Skydive: Proximity Flight (Xbox 360)

Das es auch noch wirklich innovative Spiele abseits des Mainstreams gibt, zeigt die russische Spieleschmiede Gaijin Entertainment mit ihrem neuesten Titel „Skydive: Proximity Flight“, dessen Xbox Live Version der Karlsruher Publisher TopWare Interactive übernommen hat. Das Studio selbst dürfte der Gamer-Szene noch am ehesten durch das vor zwei Jahren bei Konami erschienene „Blades of Time“ oder „War Thunder“ bekannt sein. Dank ihrer freien Interpretation der Sportart Base Jumping gibt es auch für Nicht-Sportskanonen Spaß am Fliegen für ganz kleines Geld direkt ins Wohnzimmer.

 

Über den Wolken ...

Base Jumping erfreut sich seit Ende der Neunziger Jahren einer gewissen Beliebtheit unter Extremsportlern und sorgt seitdem durch Todesfälle immer wieder für Diskussionen in den Medien. „Skydive: Proximity Flight” hingegen ist völlig ungefährlich, ganz im Gegenteil: Durch die Kinect-Steuerung kommt der Spieler ein wenig ins Schwitzen und das ist ja angeblich gesund.

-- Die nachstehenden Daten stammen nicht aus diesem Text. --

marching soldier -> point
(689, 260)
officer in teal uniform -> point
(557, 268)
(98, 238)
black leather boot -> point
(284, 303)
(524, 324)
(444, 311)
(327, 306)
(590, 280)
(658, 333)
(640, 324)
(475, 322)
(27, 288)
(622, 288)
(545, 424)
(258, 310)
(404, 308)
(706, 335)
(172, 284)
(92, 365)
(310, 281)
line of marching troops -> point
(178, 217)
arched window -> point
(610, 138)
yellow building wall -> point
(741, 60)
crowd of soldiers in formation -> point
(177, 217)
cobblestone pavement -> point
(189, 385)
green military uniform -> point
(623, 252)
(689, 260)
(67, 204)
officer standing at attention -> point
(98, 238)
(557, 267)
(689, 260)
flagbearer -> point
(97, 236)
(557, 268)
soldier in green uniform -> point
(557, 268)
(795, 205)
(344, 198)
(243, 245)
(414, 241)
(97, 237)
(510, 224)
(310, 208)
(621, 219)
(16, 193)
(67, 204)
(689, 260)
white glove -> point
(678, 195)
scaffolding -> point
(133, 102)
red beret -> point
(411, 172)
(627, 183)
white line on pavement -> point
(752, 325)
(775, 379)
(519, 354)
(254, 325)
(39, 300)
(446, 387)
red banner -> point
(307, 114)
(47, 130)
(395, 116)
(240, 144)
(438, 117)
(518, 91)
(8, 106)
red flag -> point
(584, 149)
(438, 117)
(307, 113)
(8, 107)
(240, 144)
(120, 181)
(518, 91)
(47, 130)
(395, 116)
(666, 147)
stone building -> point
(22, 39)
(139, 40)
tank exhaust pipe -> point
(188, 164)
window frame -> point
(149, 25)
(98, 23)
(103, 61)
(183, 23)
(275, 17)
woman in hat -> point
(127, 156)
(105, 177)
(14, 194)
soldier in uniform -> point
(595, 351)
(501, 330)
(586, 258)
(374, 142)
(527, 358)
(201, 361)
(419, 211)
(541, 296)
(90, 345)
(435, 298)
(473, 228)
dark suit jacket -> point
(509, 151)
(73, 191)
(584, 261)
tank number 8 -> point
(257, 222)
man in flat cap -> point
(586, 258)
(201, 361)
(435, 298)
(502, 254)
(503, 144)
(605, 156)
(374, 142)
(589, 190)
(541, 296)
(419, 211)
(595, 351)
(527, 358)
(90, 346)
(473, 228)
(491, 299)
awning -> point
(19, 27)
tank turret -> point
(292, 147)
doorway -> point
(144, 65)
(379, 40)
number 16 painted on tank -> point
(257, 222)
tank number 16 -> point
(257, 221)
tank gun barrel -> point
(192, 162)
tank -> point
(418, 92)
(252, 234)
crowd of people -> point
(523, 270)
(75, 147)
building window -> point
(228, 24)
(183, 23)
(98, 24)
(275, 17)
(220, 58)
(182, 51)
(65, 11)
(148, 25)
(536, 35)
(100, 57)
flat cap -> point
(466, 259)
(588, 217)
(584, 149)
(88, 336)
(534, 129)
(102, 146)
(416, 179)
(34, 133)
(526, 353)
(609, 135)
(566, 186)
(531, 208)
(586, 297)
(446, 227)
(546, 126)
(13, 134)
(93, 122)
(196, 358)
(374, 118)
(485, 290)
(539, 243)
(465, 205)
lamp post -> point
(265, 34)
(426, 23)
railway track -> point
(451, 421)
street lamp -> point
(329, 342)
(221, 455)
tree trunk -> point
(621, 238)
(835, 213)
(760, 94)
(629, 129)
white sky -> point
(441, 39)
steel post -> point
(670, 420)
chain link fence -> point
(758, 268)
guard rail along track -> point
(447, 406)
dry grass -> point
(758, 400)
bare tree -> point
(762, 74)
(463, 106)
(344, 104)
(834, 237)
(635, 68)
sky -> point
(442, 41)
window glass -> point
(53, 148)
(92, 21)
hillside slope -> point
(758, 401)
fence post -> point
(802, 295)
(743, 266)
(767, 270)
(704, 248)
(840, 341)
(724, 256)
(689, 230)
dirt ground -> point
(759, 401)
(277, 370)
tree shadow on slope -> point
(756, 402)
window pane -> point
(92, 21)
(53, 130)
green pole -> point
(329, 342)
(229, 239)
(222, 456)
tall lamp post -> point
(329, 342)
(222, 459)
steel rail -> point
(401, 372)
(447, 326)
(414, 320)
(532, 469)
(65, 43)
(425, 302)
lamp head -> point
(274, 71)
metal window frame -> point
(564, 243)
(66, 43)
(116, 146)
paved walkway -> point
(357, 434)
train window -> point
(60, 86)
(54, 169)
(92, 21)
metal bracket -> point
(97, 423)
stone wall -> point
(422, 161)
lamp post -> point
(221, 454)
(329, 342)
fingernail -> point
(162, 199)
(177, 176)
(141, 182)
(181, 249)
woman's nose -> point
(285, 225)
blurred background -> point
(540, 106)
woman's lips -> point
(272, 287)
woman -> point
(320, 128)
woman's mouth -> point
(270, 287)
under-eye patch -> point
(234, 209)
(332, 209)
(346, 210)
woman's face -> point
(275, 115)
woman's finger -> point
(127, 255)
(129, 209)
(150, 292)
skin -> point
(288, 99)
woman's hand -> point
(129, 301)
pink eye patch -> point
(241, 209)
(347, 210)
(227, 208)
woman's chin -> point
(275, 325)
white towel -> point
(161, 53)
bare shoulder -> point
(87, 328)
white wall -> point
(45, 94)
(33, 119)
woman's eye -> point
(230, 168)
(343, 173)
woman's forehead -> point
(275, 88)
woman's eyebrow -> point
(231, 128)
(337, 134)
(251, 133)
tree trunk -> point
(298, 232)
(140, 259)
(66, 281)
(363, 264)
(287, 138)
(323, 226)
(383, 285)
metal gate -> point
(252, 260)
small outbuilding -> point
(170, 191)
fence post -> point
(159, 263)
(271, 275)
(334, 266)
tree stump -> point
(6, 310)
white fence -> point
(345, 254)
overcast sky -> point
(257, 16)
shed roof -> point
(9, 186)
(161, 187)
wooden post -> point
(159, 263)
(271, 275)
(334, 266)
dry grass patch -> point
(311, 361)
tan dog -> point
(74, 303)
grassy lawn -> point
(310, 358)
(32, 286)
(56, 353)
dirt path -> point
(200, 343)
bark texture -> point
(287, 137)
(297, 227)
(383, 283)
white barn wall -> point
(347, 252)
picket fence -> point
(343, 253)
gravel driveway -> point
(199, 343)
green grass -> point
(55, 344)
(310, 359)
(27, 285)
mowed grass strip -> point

Gestartet wird mit einem Hopser, dadurch stürzt sich der Avatar von einer Klippe und los geht es. Durch das Manövrieren mit beiden Armen steuert der Spieler eins zu eins den jeweiligen Jumper in seinem lustig anzuschauenden Flughörnchenanzug, korrekt als Wingsuit bezeichnet. Dabei kann im Sturzflug Höhe abgebaut, sowie im Steigflug wieder gewonnen werden. Innerhalb der vorgegebenen Strecke gibt das Spiel jedoch auch auf der X-Achse genügend Auslauf. Ein Vergleich zur „Panzer Dragoon“-Reihe bietet sich dabei fast an, doch kommt bei „Skydive“ nicht das typische Rail-Shooter-Feeling auf, das mag zum einem an der sehr gut gelungenen grafischen Umsetzung liegen, zum anderen aber auch daran, dass man bei diesem Game deutlich freier agiert als bei vergleichbaren Titeln. Das Gefühl des Schwebefluges einzufangen ist dem Entwicklerteam dabei hervorragend geglückt. Die Zusammenarbeit der Entwickler mit erfahrenen Skydivern wie Jokke Sommer oder Andrey Boldyrev  hat sich ohne Zweifel ausgezahlt.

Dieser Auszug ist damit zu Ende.